Supreme Court hints at referring sedition case to 7-judge bench
A proposed law has effectively retained sedition as a crime under a different name and with an expansive definition.
New Delhi The Supreme Court on Wednesday hinted at referring a clutch of petitions questioning the validity of the sedition law prescribed under Section 124A of the Indian Penal Code (IPC) directly to a Constitution bench of seven judges instead of first listing it before a five-judge bench.
In September, the court said that the matter should be placed before the Chief Justice of India (CJI) on the administrative side for setting up a Constitution bench with appropriate strength of judges, even as it rejected the Union government’s request to defer scrutinising the penal provision because a new law on the subject was in the pipeline.
A proposed law, which was introduced by the Centre in the Lok Sabha on August 11 and was subsequently referred to a parliamentary panel, has effectively retained sedition as a crime under a different name and with an expansive definition. The home affairs panel, in its report that was adopted earlier this month, approved of the new provisions, stating it “compliments the government in deleting the term ‘sedition’ from criminal law by rephrasing it without compromising the security of the State”. The new law is likely to be passed in the upcoming winter session of Parliament.
On Tuesday, when the case came up before the bench, comprising CJI Dhananjaya Y Chandrachud and justices JB Pardiwala and Manoj Misra, it was pointed out that the issue ought to be referred to a seven-judge bench since a previous judgment that had affirmed the legality of Section 124A was delivered by a five-judge bench. A 1962 judgment by a five-judge bench in Kedarnath Singh vs State of Bihar had upheld Section 124A. To be sure, only a larger bench can review or overrule a previous judgment.

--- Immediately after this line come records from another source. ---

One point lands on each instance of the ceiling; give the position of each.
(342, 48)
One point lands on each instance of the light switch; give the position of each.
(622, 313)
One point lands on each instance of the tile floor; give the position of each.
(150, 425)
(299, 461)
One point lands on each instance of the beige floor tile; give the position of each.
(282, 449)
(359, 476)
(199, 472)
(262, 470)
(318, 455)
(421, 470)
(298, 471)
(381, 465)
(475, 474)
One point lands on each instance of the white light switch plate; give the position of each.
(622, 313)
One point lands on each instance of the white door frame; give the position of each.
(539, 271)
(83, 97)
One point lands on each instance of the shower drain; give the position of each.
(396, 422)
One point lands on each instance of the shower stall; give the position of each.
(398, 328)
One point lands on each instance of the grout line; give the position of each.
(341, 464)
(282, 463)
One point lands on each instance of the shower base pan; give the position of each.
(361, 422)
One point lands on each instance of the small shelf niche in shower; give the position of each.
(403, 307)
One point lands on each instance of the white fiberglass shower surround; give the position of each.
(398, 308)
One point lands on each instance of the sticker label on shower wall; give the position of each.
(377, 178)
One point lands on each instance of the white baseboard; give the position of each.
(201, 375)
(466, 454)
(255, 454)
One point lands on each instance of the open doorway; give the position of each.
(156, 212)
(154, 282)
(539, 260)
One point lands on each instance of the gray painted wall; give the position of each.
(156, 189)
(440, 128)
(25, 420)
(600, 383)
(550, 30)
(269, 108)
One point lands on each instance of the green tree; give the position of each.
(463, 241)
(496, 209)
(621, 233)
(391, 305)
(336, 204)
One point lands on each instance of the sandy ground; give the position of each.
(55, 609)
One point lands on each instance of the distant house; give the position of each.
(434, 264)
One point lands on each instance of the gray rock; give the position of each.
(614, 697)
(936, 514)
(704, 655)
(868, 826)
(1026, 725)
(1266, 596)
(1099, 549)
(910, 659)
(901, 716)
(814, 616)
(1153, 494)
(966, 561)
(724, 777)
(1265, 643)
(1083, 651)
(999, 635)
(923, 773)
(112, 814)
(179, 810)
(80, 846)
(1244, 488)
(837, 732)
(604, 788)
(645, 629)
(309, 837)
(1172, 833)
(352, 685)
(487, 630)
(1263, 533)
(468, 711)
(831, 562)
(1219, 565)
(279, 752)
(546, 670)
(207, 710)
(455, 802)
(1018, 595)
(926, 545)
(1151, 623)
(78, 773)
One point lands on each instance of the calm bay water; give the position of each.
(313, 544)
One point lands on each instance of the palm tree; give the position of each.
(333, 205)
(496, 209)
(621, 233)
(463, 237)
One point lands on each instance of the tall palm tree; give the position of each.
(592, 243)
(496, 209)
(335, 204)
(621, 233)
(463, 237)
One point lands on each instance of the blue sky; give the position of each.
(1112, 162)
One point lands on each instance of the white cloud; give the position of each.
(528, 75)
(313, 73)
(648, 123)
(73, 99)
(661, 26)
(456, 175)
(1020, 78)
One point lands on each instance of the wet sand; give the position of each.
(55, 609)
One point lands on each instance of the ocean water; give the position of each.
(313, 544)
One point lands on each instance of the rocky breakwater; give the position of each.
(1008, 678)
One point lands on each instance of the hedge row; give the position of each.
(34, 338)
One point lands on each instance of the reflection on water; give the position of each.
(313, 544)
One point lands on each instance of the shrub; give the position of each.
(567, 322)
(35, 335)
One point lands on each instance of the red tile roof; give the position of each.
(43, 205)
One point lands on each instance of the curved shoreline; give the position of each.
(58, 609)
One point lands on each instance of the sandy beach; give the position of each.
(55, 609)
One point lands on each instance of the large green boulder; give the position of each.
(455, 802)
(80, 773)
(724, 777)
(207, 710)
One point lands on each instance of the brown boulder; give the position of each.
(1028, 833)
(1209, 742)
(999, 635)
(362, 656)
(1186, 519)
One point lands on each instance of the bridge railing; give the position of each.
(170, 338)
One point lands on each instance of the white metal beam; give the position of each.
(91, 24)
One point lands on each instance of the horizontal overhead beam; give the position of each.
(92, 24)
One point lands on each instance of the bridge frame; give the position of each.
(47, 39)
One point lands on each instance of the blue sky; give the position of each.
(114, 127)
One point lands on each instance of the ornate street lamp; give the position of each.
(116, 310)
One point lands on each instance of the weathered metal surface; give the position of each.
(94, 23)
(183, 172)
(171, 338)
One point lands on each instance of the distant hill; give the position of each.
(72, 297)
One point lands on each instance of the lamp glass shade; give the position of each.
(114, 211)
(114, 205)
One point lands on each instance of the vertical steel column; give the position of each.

“We are pressing for a seven-judge bench as this would require reconsidering the decision in the Kedarnath case,” senior counsel Gopal Sankaranarayanan, appearing for one of the petitioners in the matter, submitted. He added that if the case were to first come up before a five-judge bench, the decision by another five-judge bench in 1962 would again come up as a preliminary issue.
Agreeing with Sankaranarayanan’s submissions, the CJI said that he would pass suitable orders regarding constitution of a proper bench. “I will pass that order... there won’t be any fruit in forming another five-judge bench,” said justice Chandrachud, fixing the hearing of the case in January.
While referring the matter to a larger bench on September 12, the three-judge bench highlighted that the evolution of law and the manner of interpretations of constitutional rights since the 1962 judgment warranted a re-look at the Kedarnath Singh verdict.
“At the outset, it needs to be noted that at the time when the Constitution bench ruled on the validity of the provision, the challenge on the ground that section 124A violated articles of Constitution was tested on the anvil of only that article (Article 19 that protects free speech). There was no challenge that 124A violated Article 14 (equality) or Article 21 (liberty), nor did the constitution bench have the occasion to look into this issue,” recorded the court in its order on the day.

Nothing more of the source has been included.